The fact is, right now the over-riding issue for nearly all voters is the troubled state of the economy. That’s just as well for the Republican presidential hopefuls because in foreign policy they are demonstrably lacking in experience or expertise, as has been amply illustrated in their debates and campaign statements.

Last month’s frontrunner, businessman Herman Cain, at one point worried about China becoming a nuclear power – apparently unaware that China joined the nuclear club in 1964.

Libertarian Ron Paul, who new polls suggest might just win the January 3rd Iowa caucuses, is opposed to any American military intervention and to most foreign aid. He wants U.S. troops out of Iraq and Afghanistan, but also Europe, Korea and Japan. While some liberals might take this as reason to support him, Rush Limbaugh said of Paul’s foreign policy – “it’s just nutty.”

Mitt Romney repeatedly says he would take this country to war again to prevent Iran from getting a nuclear weapon – without any apparent thought of the consequences of another war with another Muslim country that, among other things, controls a big piece of the world’s oil supply.

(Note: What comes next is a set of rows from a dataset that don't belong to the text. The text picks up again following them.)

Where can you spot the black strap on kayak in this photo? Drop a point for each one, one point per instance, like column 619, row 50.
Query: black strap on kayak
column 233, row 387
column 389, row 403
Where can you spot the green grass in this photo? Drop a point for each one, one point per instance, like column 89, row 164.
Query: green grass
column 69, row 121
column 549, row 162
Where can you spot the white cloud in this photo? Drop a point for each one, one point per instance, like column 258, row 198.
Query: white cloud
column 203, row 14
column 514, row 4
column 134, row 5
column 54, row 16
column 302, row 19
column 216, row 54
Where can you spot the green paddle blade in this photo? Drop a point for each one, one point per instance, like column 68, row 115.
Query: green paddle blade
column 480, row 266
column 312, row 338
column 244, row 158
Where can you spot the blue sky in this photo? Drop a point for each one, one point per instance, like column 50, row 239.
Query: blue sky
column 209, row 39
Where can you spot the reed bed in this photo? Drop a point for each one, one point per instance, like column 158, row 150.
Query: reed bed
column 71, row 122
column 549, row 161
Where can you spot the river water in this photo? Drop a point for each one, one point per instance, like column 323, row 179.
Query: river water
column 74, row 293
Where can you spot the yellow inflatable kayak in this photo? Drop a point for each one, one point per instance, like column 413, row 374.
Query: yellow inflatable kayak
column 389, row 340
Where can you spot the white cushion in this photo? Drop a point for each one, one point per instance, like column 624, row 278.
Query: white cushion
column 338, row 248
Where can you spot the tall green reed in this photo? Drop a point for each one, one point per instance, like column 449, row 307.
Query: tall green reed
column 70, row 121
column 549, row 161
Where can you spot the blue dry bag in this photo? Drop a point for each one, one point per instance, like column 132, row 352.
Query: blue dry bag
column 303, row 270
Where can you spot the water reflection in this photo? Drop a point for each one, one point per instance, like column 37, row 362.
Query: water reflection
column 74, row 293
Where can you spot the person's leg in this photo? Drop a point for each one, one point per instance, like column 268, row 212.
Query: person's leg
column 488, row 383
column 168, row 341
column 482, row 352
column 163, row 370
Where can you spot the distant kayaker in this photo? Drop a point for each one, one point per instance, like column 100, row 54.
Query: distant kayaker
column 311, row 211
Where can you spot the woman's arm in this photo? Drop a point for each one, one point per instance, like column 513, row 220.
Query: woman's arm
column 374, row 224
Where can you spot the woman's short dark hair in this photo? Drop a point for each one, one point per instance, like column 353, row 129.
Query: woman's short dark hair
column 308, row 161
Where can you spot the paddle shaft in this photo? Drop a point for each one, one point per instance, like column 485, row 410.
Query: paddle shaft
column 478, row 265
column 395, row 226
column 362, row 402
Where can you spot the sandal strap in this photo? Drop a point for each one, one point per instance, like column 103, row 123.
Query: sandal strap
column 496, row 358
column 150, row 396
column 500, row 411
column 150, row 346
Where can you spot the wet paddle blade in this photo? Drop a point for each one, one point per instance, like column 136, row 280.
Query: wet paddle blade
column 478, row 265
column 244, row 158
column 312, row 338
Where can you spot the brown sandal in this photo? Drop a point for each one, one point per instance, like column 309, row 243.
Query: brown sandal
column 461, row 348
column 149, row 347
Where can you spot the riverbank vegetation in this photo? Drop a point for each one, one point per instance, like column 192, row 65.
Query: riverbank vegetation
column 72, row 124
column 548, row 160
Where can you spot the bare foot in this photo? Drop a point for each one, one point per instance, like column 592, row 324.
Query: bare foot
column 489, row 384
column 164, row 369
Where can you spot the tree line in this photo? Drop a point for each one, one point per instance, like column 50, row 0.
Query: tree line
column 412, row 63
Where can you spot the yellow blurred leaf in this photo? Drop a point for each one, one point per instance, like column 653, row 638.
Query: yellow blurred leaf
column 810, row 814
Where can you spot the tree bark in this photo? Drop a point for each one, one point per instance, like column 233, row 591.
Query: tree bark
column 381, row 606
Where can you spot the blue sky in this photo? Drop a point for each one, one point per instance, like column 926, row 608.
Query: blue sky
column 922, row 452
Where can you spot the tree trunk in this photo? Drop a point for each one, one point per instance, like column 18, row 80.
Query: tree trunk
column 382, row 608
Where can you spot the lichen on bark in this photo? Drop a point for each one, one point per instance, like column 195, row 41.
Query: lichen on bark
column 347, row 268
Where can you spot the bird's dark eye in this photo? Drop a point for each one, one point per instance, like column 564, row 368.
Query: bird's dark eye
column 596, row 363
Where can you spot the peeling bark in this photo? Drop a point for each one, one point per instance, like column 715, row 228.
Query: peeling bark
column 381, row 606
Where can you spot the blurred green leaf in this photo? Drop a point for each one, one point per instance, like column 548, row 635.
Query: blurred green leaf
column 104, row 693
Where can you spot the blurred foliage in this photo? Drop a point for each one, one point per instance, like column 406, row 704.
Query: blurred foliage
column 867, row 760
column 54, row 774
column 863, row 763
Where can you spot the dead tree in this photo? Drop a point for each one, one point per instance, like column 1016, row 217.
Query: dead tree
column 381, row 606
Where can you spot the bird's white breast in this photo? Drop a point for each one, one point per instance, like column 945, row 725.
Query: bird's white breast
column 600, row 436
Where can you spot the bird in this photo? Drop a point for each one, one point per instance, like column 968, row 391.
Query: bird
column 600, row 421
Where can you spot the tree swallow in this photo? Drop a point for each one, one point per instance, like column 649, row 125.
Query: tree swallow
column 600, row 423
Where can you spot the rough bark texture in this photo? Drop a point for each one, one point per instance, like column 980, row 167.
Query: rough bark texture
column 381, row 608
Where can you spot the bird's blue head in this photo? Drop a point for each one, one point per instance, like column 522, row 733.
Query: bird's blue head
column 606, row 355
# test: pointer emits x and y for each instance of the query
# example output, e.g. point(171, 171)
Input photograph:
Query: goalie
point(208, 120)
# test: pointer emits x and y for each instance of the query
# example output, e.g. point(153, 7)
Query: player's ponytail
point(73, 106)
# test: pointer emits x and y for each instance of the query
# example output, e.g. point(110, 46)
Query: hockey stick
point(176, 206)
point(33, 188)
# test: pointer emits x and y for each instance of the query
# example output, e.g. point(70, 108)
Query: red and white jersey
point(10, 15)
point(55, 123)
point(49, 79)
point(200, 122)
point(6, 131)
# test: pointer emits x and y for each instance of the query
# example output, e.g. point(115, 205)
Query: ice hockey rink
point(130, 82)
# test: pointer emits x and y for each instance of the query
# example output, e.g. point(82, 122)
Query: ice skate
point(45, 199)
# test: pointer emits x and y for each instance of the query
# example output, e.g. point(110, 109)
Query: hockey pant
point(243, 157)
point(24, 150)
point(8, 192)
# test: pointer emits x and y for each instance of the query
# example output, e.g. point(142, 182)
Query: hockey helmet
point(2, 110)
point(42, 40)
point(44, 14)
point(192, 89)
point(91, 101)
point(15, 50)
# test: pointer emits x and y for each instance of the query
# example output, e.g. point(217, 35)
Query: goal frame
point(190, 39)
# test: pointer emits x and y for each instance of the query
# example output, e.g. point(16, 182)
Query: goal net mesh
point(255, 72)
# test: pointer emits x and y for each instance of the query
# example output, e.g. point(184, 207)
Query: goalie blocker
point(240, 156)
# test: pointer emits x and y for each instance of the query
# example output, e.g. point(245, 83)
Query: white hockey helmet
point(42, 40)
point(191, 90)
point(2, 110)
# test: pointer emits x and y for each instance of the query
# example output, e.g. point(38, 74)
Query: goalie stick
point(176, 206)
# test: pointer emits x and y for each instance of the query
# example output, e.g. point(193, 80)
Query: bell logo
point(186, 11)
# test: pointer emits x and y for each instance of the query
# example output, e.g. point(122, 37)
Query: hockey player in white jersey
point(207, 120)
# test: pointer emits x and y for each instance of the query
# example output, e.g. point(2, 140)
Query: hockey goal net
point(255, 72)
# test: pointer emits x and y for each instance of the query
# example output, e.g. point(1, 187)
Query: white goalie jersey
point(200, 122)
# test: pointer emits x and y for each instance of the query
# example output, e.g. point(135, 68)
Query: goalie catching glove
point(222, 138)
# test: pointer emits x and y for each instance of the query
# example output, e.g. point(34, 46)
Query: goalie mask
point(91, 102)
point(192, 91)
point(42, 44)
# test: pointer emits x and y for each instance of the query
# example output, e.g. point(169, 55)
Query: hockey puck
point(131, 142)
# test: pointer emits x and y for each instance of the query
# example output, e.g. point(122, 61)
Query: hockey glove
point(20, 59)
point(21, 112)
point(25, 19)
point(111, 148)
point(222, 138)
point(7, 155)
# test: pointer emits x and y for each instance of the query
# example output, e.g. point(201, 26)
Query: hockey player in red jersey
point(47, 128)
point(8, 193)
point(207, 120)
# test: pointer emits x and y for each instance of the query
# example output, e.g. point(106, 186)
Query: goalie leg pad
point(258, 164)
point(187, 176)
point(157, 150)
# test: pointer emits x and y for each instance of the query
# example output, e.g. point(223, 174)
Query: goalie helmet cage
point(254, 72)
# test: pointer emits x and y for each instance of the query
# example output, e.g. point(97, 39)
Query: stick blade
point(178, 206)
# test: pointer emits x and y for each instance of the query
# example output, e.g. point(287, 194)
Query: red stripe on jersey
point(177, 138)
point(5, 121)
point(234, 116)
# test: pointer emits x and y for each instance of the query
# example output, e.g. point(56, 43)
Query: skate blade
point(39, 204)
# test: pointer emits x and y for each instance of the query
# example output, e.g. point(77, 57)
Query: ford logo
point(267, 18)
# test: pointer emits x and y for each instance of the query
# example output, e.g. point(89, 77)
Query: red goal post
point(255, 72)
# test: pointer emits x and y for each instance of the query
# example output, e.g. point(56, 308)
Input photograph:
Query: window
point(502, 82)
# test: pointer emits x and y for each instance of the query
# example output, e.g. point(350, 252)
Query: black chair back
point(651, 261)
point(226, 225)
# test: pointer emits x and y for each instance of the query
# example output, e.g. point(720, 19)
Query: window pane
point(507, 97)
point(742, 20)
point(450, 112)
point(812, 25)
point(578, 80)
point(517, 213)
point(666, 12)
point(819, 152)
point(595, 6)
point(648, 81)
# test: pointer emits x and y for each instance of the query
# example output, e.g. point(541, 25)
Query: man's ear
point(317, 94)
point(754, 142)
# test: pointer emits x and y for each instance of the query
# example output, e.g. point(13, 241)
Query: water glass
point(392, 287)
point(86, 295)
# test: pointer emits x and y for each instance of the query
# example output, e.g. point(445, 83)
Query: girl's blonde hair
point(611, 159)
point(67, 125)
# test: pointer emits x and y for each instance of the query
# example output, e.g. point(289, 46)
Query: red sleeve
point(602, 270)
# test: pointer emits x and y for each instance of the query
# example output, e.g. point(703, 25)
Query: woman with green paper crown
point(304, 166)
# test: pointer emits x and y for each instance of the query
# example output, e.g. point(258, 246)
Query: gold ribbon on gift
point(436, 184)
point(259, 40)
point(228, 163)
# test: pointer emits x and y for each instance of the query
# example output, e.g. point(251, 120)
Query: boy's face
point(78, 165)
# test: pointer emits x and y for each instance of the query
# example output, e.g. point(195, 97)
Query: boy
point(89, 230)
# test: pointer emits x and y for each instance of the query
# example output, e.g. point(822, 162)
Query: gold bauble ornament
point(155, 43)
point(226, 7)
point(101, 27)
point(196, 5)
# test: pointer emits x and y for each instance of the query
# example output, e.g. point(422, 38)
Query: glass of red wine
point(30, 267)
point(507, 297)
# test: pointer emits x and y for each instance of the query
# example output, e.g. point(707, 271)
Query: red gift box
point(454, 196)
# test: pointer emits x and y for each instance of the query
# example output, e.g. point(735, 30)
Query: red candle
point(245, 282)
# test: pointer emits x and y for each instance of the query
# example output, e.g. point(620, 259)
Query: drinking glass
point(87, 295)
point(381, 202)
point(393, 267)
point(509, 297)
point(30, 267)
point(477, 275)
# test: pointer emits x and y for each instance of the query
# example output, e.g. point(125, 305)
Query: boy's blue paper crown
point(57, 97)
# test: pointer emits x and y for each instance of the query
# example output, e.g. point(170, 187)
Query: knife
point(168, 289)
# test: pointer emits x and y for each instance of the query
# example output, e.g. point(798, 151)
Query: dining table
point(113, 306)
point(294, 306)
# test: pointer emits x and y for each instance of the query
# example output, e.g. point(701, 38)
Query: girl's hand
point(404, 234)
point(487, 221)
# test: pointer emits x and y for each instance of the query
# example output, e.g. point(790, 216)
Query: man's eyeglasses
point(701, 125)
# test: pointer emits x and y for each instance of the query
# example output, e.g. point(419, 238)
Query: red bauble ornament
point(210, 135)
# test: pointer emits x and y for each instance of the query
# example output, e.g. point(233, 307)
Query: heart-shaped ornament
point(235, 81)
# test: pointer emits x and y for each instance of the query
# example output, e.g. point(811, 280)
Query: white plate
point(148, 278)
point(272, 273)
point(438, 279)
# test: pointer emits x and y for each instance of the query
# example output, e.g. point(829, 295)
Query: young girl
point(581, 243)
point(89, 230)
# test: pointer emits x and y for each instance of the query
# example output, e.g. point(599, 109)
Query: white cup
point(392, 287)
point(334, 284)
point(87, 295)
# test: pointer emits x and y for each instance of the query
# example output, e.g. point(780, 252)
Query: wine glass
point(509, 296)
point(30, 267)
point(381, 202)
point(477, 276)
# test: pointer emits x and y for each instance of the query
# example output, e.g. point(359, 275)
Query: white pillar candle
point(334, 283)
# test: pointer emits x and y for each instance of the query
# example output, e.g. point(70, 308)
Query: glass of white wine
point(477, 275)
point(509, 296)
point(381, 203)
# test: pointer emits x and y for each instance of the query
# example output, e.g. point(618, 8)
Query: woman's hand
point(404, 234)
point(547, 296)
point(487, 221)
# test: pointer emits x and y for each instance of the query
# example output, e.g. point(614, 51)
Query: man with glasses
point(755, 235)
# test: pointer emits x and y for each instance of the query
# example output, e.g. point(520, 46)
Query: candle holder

Newt Gingrich, who is this week’s front runner, outdid his opponents in pandering to Israel’s supporters by cynically declaring that the Palestinians are an “invented people” – suggesting they have no legal or moral standing in their dispute with Israel. By his definition both Americans and Israelis would also be considered "invented” people, but such nuances matter little to Newt. However, if any candidate with such apparent ignorance of the Middle East should be elected President - it will matter a lot.